Die Purpose Stiftung hat es sich zum Auftrag gemacht, sinnorientierten Unternehmen dabei zu helfen „ihre Mission in den Mittelpunkt zu stellen und dauerhaft unabhängig zu bleiben.“ Durch neu gedachte Eigentums- und Finanzierungsmodelle macht Purpose „Verantwortungseigentum und alternatives Kapital einfach zugänglich“.

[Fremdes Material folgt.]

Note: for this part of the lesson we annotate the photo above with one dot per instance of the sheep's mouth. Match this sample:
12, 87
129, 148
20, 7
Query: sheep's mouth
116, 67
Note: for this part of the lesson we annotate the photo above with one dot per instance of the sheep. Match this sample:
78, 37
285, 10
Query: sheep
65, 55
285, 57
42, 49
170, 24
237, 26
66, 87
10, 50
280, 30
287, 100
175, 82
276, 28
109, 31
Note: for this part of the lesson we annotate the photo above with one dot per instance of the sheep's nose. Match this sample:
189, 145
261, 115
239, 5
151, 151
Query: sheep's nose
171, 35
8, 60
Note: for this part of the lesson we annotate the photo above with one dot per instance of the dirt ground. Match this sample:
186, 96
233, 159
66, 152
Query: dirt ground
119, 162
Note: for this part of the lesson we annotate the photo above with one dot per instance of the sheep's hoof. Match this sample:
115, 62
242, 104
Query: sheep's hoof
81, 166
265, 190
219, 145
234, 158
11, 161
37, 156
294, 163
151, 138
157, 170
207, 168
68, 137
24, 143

Je nach Unternehmenszweck bietet sich auch die Genossenschaft an, um Selbstbestimmung zu fördern. Ein gelungenes Beispiel hierfür sind die Elektrizitätswerke Schönau (EWS). Die EWS sind 2009 als Bürgerinitiative gestartet und kämpfen seitdem als bürgereigene Genossenschaft für eine konsequent nachhaltige Energiezukunft. Mit rund 2,2 Mio. EUR pro Jahr fördern die EWS die bürgernahe Energiewende und Klimaschutzprojekte.
Abschluss & Ausblick
Wir freuen uns im Jahr 2024 auf die Weiterentwicklung unserer Branche. Auf Grundlage des neuen Zukunftsbilds werden wir eine neue, verbesserte Wirkungsmessung realisieren.